Except there never was one. The problem was, Don Johnson had the depth of center ice in Anaheim with no zamboni in sight. Aside from being a certified good ol' boy, and having a handful of semi-insignificant movies under his belt (plus one debatably good one) his major draw was his (often obviously mascara'ed and otherwise edited) pretty face and status as recovery-movement cover-boy Lazarus. (I seem to remember quite the basket on the fellow, as well...) The fact that he had exactly four facial expressions (determined and rugged, friendly and charming, seductive and...I forget the fourth...oh, yeah, surprised) tended to be forgotten as did the fact that he never quite seemed to be on-screen or off, really hip to what was going on around him. As the show wore on, it became obvious that the entire franchise was trading on the legend of the era not-quite-past, the hedonistic lassez-faire Seventies, negating it without being able to replace it with anything substantial. Outside of their jobs and cover stories, neither Crockett or Tubbs (or, for that matter, anyone else in the cast) had any "real" lives beyond a voyeuristic moral outrage at the world of surfaces and sensation that surrounded them: religion, old friends, family ties, even those of ethnicity and birthplace were routinely trivialized or turned into tools of the Enemy -- only a life spent in eternal, obsessive vigilance against human pleasure made any sense at all. In other words the show sold drugs, sex, and consumerism, decrying them all as false paths while pointing out no other direction save to insist on moving instantly beyond them. The show began to run out of steam three years later, and was cancelled after five seasons, an uneasy relic of the Age of Greed and Republicanism in a time of recession and growing political polarization.

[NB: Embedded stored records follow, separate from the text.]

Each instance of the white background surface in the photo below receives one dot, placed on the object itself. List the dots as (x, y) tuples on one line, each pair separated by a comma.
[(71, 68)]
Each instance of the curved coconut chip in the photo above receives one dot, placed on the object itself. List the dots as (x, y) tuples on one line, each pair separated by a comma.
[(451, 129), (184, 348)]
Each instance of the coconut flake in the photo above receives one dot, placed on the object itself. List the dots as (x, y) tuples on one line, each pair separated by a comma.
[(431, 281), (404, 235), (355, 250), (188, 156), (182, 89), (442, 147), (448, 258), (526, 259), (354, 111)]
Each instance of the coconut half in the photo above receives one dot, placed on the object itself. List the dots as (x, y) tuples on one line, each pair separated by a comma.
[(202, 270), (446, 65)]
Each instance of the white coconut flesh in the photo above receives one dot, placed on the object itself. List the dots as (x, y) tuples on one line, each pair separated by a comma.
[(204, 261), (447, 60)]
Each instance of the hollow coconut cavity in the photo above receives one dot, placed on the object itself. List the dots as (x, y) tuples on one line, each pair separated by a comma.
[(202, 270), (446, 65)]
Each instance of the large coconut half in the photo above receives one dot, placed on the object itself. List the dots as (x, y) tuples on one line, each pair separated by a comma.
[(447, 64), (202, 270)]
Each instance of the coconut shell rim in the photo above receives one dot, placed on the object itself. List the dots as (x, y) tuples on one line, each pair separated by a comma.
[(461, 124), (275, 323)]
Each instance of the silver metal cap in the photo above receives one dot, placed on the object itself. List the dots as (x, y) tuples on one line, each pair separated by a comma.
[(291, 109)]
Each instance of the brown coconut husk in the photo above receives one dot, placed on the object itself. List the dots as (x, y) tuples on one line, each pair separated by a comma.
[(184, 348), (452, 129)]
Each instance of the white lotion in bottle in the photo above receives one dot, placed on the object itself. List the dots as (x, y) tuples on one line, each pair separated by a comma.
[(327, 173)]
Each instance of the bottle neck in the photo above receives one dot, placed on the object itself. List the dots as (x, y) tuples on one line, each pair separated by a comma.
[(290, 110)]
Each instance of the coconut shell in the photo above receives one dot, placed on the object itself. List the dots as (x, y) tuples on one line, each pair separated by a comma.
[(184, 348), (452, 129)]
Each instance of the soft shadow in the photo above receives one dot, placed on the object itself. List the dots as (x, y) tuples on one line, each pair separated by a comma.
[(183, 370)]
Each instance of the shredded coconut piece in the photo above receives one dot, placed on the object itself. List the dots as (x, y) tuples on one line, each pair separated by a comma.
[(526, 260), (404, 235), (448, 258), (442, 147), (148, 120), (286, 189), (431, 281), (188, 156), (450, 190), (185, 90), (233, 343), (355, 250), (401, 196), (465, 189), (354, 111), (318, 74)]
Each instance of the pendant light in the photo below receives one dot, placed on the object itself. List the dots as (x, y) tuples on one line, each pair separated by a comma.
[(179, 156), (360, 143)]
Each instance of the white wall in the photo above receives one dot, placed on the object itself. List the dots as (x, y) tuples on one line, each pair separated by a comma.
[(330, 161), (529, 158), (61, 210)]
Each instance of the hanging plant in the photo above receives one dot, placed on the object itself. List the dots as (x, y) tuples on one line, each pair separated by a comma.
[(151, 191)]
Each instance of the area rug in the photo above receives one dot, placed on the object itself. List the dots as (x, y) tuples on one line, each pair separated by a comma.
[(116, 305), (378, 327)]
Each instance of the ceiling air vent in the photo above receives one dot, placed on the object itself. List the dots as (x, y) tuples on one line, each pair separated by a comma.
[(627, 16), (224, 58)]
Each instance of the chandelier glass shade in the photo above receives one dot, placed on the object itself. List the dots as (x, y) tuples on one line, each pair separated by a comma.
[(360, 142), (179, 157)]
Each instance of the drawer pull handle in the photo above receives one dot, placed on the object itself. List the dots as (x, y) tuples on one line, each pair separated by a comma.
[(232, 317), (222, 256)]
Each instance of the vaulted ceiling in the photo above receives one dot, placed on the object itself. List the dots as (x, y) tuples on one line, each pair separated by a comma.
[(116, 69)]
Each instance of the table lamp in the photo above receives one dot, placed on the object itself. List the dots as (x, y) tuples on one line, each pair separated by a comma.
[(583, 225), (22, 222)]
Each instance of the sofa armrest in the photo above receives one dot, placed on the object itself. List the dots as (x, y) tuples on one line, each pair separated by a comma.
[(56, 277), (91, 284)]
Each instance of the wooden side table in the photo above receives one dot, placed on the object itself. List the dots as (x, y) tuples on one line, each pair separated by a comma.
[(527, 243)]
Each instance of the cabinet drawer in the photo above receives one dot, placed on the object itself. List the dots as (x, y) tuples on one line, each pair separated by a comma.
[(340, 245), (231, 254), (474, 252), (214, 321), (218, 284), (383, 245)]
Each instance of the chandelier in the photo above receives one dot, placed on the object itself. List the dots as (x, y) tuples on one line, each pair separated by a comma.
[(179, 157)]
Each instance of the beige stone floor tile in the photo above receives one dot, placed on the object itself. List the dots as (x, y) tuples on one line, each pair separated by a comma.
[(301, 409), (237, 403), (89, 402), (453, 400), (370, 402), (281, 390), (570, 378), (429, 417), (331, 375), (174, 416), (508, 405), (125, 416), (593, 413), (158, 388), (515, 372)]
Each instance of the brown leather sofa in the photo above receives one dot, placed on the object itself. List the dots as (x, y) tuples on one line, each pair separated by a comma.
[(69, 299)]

Perhaps it's only fair that it promised far more than it delivered. Pretty much no show could have, considering the tenor of the time, and most of the shows that tried to follow in its in-your-face decadence and cinematic virtuosity (Max Headroom, Profit, and arguably the cartoon series, Jem) have been interesting experiments, but yanked before full fruition. Don Johnson went on to other projects, and allegedly back onto liquor and coke (to everyone's great relief), as did Melanie Griffith, who also divorced him, though recovery-movement-themed shows continued through the mid-90's. Olmos got his credibility back, as did Michael Mann. But TV has never quite been the same since. Wow.